The Student Senate convened last night in the Big 12 room of the Student Union for the second meeting of the semester. Dozens of applicants for the Senate’s intern program were in attendance to observe the meeting. According to program coordinator Becky Brady, sophomore in elementary education, more than 100 students applied for the program, an all-time record.
During the first open period, representatives from K-State Libraries spoke about their Libraries Student Ambassador program. They are seeking students from various colleges and disciplines to represent student interest in the libraries. Applications are available on the K-State Libraries’ homepage and are due on Sept. 27.
Theo Stavropoulos, senior in management and technology director on Schooley’s cabinet, addressed the Senate to provide updates on the technology front. According to Stavropoulos, students who are employed through the university and those who had their K-State emails forwarded to an outside account are still waiting for their email to migrate to the new Office 365 system. He said the process is ongoing but that students will receive an email alert when their account is ready to migrate.
Stavropoulos also noted that the administration of President Eli Schooley and Vice President Jake Unruh is focused on combating mobile connectivity issues on campus. He said that if students encounter Wi-Fi “dead spots” on campus, they can report them on the K-State IT Department’s website.
Another topic addressed at the meeting was a pending effort to allow students to park for free at the south lot of the Recreation Complex between 7 a.m. and 3 p.m. Currently, a parking pass is required to park there. Resolution 13/14/42, which was introduced Thursday and will be voted on next week, would reallocate funds from the Student Bond Surplus Account to cover expenses associated with the effort.

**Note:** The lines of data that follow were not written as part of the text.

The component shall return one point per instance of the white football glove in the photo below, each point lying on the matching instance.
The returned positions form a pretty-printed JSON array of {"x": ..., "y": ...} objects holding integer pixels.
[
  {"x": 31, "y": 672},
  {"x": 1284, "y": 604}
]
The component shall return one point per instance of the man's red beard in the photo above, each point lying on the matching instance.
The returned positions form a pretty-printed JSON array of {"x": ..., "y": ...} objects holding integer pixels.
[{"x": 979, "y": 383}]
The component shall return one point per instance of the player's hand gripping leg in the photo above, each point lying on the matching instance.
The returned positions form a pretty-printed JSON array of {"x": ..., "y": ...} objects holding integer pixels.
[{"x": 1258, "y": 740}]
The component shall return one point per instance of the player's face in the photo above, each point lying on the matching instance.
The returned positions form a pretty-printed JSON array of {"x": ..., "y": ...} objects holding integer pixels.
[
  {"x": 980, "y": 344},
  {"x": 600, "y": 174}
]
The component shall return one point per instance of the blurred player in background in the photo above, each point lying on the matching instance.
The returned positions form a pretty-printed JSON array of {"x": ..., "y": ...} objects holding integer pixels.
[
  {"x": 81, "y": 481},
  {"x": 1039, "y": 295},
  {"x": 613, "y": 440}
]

Ethan Hawkins, senior in social sciences and the residence halls liaison on Schooley’s cabinet, also spoke on plans for a new residence hall on campus. The hall would be constructed in the Kramer complex and would extend from behind Goodnow Hall into the parking lot. A new dining hall would be built on the ground floor and Kramer would move its operations there, with plans in the works to eventually convert Kramer into a power plant.
The hall, which Hawkins said will likely be built in the next three to five years, would cause Kramer Complex residents to lose access to their current parking lot.

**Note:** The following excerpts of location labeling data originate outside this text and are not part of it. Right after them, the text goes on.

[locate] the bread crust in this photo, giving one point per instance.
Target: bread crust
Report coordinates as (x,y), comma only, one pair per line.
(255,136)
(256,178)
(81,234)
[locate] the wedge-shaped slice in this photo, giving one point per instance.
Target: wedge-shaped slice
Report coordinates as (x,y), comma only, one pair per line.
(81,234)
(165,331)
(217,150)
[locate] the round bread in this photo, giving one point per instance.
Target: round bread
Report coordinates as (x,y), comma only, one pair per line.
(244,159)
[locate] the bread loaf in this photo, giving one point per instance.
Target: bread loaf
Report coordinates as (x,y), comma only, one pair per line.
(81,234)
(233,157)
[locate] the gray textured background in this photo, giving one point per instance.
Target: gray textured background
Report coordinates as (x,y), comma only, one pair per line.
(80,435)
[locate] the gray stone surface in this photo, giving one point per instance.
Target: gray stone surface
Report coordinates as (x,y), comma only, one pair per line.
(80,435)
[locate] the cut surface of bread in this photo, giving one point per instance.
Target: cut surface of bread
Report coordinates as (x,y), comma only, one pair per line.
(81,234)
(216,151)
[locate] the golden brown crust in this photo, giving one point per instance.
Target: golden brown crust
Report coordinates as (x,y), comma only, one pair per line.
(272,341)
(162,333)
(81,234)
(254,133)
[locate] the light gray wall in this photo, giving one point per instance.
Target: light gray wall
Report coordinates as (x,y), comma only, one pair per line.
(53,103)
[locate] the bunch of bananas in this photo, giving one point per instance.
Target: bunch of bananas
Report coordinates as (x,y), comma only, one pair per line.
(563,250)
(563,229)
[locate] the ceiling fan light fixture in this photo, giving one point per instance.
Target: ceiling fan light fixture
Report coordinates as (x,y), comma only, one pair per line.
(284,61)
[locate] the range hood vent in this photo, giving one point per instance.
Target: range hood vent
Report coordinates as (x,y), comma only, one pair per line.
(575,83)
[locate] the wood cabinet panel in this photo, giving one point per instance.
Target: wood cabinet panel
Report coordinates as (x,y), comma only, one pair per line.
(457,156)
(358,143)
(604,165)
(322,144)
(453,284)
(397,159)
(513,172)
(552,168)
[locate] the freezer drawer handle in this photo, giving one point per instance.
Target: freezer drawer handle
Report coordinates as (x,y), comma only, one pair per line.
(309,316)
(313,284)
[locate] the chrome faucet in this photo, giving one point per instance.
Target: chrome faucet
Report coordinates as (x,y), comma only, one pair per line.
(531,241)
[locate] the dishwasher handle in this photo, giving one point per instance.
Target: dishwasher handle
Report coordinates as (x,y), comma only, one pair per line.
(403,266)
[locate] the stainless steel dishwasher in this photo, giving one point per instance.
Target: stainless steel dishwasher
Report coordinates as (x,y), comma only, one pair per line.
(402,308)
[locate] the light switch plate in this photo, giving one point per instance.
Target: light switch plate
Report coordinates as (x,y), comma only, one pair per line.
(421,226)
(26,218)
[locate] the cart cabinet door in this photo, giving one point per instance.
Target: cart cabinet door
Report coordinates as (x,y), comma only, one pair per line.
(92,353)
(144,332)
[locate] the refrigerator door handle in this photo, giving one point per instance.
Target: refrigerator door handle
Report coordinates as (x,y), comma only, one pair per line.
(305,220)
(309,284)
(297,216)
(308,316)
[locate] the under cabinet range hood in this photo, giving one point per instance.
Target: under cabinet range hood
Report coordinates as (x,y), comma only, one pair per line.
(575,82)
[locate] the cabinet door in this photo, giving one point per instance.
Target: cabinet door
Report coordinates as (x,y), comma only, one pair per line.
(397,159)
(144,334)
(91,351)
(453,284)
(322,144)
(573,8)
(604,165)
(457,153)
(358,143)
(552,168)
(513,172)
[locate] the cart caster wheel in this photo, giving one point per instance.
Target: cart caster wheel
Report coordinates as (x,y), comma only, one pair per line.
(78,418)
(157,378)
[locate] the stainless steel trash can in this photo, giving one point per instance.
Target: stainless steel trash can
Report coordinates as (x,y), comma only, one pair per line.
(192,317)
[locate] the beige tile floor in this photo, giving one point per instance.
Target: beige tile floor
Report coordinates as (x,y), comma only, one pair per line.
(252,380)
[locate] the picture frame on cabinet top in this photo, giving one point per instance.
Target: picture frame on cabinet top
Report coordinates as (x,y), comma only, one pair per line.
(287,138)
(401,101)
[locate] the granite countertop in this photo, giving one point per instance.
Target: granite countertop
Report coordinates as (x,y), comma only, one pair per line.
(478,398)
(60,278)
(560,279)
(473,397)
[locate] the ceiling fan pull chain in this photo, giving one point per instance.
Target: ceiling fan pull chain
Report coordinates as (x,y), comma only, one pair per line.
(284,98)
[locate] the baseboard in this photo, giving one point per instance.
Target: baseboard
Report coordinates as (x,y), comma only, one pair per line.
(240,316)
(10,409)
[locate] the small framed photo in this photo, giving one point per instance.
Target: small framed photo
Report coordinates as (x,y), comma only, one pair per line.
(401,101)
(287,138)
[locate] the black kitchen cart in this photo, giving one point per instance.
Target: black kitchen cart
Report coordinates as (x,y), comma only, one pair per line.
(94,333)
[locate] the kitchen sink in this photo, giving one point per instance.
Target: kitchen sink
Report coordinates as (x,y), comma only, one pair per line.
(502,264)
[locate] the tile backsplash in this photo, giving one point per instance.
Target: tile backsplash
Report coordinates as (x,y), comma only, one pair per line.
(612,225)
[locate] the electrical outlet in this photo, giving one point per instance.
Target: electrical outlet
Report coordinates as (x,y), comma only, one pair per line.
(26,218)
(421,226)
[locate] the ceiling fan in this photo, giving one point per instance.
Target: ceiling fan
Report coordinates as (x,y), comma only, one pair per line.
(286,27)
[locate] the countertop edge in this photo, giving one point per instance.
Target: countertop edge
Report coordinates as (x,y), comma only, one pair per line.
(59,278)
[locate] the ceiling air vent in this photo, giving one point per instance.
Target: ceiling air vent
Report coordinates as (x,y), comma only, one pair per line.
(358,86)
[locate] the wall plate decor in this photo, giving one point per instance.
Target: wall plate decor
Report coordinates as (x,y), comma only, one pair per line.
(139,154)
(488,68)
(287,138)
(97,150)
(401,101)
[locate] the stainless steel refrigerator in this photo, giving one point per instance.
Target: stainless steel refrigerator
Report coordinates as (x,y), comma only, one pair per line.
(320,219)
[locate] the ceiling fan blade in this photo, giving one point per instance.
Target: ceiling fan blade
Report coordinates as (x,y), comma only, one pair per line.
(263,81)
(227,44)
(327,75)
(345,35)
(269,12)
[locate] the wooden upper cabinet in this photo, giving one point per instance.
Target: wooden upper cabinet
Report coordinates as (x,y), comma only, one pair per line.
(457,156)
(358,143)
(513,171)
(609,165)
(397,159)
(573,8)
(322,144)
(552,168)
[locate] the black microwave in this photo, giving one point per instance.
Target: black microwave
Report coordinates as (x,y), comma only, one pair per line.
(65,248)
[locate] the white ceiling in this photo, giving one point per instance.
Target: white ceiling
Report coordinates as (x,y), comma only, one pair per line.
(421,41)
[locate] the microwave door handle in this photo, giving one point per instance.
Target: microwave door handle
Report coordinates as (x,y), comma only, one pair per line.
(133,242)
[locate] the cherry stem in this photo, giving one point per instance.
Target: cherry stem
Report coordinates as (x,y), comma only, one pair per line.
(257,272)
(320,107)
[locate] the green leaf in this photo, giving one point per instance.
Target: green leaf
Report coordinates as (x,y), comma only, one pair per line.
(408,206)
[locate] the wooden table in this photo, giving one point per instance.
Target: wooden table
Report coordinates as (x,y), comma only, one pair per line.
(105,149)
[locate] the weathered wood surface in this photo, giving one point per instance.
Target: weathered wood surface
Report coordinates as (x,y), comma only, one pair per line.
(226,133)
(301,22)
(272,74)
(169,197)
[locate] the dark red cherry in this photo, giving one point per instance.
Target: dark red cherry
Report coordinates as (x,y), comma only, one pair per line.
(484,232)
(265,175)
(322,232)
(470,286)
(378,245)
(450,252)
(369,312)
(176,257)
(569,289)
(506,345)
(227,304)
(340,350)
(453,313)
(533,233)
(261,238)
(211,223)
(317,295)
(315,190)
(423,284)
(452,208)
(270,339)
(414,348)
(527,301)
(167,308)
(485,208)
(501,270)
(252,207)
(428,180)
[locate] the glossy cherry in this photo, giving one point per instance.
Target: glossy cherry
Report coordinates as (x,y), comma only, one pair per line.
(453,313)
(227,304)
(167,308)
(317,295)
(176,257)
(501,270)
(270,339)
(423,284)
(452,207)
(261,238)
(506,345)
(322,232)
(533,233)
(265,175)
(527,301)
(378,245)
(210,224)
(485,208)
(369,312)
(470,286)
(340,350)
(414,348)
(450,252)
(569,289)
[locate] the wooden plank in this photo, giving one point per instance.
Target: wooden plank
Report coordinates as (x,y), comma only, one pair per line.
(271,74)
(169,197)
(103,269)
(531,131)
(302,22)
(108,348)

“As far as I know, [Housing and Dining Services are] looking into parking and what issues will arise from that,” Hawkins said. “It’s still in its infancy phase.”

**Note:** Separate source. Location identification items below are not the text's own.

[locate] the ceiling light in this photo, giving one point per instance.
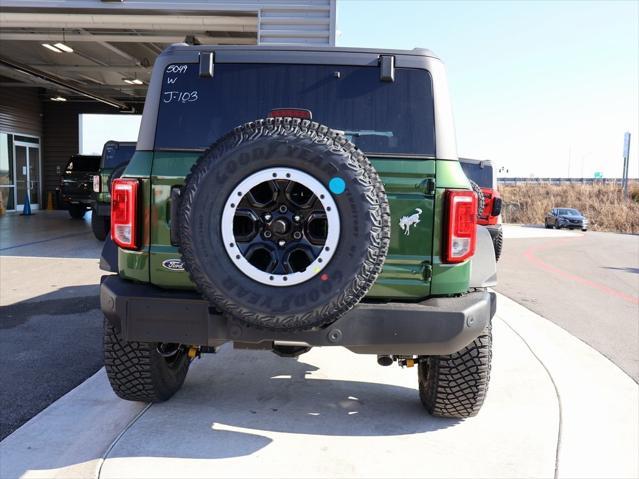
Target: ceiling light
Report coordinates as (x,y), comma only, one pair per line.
(51,47)
(63,47)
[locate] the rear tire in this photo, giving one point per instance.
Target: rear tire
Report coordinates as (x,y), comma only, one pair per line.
(77,211)
(100,225)
(455,386)
(137,372)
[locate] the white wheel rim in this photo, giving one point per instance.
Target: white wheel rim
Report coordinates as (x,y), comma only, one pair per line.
(332,218)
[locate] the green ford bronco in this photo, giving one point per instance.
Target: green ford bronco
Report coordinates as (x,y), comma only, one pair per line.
(285,198)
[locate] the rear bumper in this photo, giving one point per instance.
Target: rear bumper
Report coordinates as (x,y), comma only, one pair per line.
(437,326)
(77,198)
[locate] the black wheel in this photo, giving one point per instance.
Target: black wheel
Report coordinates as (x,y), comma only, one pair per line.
(455,386)
(498,242)
(481,201)
(283,224)
(138,372)
(100,225)
(77,211)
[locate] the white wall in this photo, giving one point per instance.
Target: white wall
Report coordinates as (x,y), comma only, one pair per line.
(97,129)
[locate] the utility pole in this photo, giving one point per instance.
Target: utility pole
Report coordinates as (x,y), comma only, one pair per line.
(626,163)
(569,159)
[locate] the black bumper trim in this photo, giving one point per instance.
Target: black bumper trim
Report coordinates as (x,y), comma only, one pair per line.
(436,326)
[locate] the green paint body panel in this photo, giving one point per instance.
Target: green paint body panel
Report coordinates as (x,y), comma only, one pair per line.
(412,270)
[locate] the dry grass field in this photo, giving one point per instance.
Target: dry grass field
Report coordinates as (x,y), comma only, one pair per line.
(602,204)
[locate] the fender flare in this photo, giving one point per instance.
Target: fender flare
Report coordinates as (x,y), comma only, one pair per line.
(483,266)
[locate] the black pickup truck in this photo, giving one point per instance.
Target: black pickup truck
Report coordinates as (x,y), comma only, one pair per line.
(76,184)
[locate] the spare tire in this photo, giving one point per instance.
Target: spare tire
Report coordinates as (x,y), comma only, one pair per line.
(283,224)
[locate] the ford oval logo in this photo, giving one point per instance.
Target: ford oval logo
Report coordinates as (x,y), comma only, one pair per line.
(173,264)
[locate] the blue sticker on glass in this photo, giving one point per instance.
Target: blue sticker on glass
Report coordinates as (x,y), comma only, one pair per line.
(337,185)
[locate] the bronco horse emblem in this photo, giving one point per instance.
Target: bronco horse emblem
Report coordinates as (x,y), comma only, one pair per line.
(405,222)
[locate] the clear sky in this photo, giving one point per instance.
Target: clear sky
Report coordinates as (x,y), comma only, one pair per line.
(533,84)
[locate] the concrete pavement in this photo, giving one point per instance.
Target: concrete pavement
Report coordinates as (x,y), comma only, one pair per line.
(50,323)
(333,413)
(587,283)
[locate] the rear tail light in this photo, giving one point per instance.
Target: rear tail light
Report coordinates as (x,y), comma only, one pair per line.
(496,211)
(461,226)
(124,205)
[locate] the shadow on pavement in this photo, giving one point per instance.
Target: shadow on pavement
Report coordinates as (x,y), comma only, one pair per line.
(47,347)
(80,299)
(234,402)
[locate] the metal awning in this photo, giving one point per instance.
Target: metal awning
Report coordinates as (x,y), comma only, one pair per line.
(104,54)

Another topic discussed at the meeting were TEVAL teacher evaluations. One of Schooley and Unruh’s campaign platforms was to revitalize the program and make it more useful for students and faculty alike.
“If you look around, you see the TEVAL program is under-appreciated and under-utilized by both students and teachers,” said Chance Berndt, junior in marketing and senator for the College of Arts and Sciences. “What we’re trying to do is find a collaborative way between students, teachers and administration to revamp that system to where it’s actually useful and actually relevant.”
Berndt said the administration’s goal is to assemble a TEVAL revision task force to determine what revisions should be made to the program. He said the program will likely be online and that he likes the idea of giving students access to teacher ratings to use when enrolling in classes. However, he noted that the effort is still in its early stages.
“This semester, I see us doing a lot more research,” Berndt said. “To actually get the system revamped, we’re looking at three to five years in the future.”